Lastly we start the recording with...you guessed it mediaRecorder.start(x) by default it saves the entire file into a single Blob, but if we specify a duration then it creates a Blob every X milliseconds.



function recordAudio() {
  navigator.mediaDevices
    .getUserMedia({ audio: true})
    .then((stream) => {
      mediaRecorder = new MediaRecorder(stream);
      mediaRecorder.ondataavailable = (e) => {
        chunks.push(e.data);
      };
      mediaRecorder.onstop = (e) => {
        createMediaElement("audio", "audio/mp3", audioList);
      };
      mediaRecorder.onerror = (e) => {};
      mediaRecorder.start(1000);
    })
}

We stop the recording by simply calling mediaRecorder.stop()



function stopRecording() {
  mediaRecorder.stop();
}

When we stop a recording we automatically create a mediaRecorder.onstop event , this then calls the function createMediaElement(...) with the mediaType (audio or video), fileType and the placeToAdd (where to insert the element we just created).

Now we use all the stored information in the chunks array to create one Blob and make it into a url.

Then we create the HTML element passing the url as src and we reset the let variables.

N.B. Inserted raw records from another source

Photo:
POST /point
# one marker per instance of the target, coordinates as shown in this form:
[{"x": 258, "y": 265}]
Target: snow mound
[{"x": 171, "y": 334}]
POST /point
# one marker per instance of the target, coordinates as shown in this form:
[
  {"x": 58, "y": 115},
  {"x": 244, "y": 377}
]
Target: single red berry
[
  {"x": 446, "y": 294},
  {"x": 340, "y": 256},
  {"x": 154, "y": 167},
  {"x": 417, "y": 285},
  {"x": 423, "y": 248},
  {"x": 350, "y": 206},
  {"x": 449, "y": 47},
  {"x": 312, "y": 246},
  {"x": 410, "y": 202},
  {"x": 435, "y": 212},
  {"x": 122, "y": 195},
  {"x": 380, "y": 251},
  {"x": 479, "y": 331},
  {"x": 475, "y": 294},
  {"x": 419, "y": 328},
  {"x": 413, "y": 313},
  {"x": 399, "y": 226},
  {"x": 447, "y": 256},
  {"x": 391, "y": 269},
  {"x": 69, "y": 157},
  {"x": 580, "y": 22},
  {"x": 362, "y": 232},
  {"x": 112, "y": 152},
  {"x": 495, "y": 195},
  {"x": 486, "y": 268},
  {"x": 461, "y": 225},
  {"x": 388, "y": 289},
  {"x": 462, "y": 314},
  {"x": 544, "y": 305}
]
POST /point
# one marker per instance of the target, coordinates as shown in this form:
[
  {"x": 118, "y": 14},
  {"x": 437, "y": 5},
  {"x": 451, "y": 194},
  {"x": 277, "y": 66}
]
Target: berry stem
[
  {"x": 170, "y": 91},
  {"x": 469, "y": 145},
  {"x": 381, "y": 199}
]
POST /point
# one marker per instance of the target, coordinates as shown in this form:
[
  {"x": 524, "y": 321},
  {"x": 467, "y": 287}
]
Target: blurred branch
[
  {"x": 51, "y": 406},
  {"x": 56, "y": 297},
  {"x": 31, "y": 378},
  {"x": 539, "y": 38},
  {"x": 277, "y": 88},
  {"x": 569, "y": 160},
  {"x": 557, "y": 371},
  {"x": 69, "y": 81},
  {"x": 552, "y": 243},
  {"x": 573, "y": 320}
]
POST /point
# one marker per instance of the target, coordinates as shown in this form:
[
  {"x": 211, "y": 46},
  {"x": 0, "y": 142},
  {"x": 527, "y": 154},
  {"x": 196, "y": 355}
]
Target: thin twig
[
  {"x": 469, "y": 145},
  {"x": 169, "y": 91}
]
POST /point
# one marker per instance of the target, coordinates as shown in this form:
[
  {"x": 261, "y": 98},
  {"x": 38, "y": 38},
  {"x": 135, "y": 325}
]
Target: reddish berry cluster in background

function createMediaElement(mediaType, fileType, placeToAdd) {
  const blob = new Blob(chunks, {
    type: fileType,
  });
  const mediaURL = window.URL.createObjectURL(blob);
  const element = document.createElement(mediaType);
  element.setAttribute("controls", "");
  element.src = mediaURL;
  placeToAdd.insertBefore(element, placeToAdd.firstElementChild);
  mediaRecorder = null;
  chunks = [];
}

Screen recording is more or less the same thing, the only big differences is that we call getDisplayMedia instead of getUserMedia and when we create the media element we pass the chunks type as fileType.



function recordSCreen() {
  navigator.mediaDevices
    .getDisplayMedia({ mediaSource: "screen"})
    .then((stream) => {
      mediaRecorder = new MediaRecorder(stream);
      mediaRecorder.ondataavailable = (e) => {
        chunks.push(e.data);
      };
      mediaRecorder.onstop = (e) => {
        createMediaElement("video", chunks[0].type, videoList);
      };
      mediaRecorder.start();
    })
}

With this we have basically covered the entire thing, as you can see there is not much to it.